Sunday, September 06, 2009

and i'm saying it.

nothing.

just pushing posts down, marking time, taking space.

wondering what it would be like to grow up thinking the beatles' music was a big puzzle which can only be made sense of by watching taymor.

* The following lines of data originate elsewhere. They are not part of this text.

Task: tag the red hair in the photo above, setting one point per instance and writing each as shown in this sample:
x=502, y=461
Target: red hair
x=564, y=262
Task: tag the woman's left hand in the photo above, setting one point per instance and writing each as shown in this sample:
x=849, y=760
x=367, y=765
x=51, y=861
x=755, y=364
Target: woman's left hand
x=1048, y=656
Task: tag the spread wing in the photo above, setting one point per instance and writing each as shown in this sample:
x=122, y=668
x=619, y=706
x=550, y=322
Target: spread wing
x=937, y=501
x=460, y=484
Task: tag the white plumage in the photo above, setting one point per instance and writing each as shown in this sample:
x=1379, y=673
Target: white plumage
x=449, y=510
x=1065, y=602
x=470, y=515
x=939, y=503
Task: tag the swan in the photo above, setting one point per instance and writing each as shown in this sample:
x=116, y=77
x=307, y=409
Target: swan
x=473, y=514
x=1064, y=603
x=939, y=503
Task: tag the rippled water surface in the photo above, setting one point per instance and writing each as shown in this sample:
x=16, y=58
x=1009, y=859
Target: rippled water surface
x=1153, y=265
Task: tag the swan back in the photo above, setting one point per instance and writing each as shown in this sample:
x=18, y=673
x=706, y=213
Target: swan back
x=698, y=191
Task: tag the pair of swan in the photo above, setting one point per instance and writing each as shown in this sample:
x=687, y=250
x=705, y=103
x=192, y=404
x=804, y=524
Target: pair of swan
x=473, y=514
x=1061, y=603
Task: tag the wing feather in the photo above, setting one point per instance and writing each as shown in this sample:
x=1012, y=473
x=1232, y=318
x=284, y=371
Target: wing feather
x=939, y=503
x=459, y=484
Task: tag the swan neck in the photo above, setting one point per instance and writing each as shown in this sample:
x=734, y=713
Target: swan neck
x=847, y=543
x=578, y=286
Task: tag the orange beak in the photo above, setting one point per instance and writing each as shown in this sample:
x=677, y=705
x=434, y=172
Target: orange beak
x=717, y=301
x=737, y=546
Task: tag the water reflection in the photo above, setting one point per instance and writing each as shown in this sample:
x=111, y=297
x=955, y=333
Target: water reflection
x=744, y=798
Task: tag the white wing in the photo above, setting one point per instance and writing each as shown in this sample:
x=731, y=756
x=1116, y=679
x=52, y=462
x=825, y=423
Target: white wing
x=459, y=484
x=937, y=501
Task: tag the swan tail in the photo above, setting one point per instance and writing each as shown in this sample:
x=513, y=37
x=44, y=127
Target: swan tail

and waiting. (for nothing in particular. not even with anticipation.)

just.

Tuesday, September 01, 2009

YA Loot

[because Aishwarya asked]

The Puffins first:

1. The 22 Letters. Clive King.
2. Fell Farm Campers. Marjorie Lloyd.
3. The Old Powder Line. Richard Parker.
4. Up the Pier. Helen Cresswell.
5. Pageants of Despair. Dennis Hamley.
6. Heartsease. Peter Dickinson.
7. The Extraordinary Adventures of The Mouse and his Child. Russel Hoban.
8. Flambards in Summer. K.M.Peyton (I used to love the Flambards books when I was in school).

Other YA books:

1. The Bridge to Terabithia. Katherine Paterson. (probably the only recent book in the loot).
2. A Northern Childhood: The Balaclava Story and other stories. George Layton.
3. The Nine Lives of Island MacKenzie. Ursula Moray Williams.
4. Legends of the Round Table. Adapted by Barbara Ker Wilson. (under 'W').
5. Grimm's Fairy Tales. Illustrated by Jiri Trnka.

Still more books:

1. Adam and Eve. Willie Rushton.
2. The Shaw Alphabet Edition of Androcles and the Lion. GBS. [it's a pain to read. What was the man thinking?!]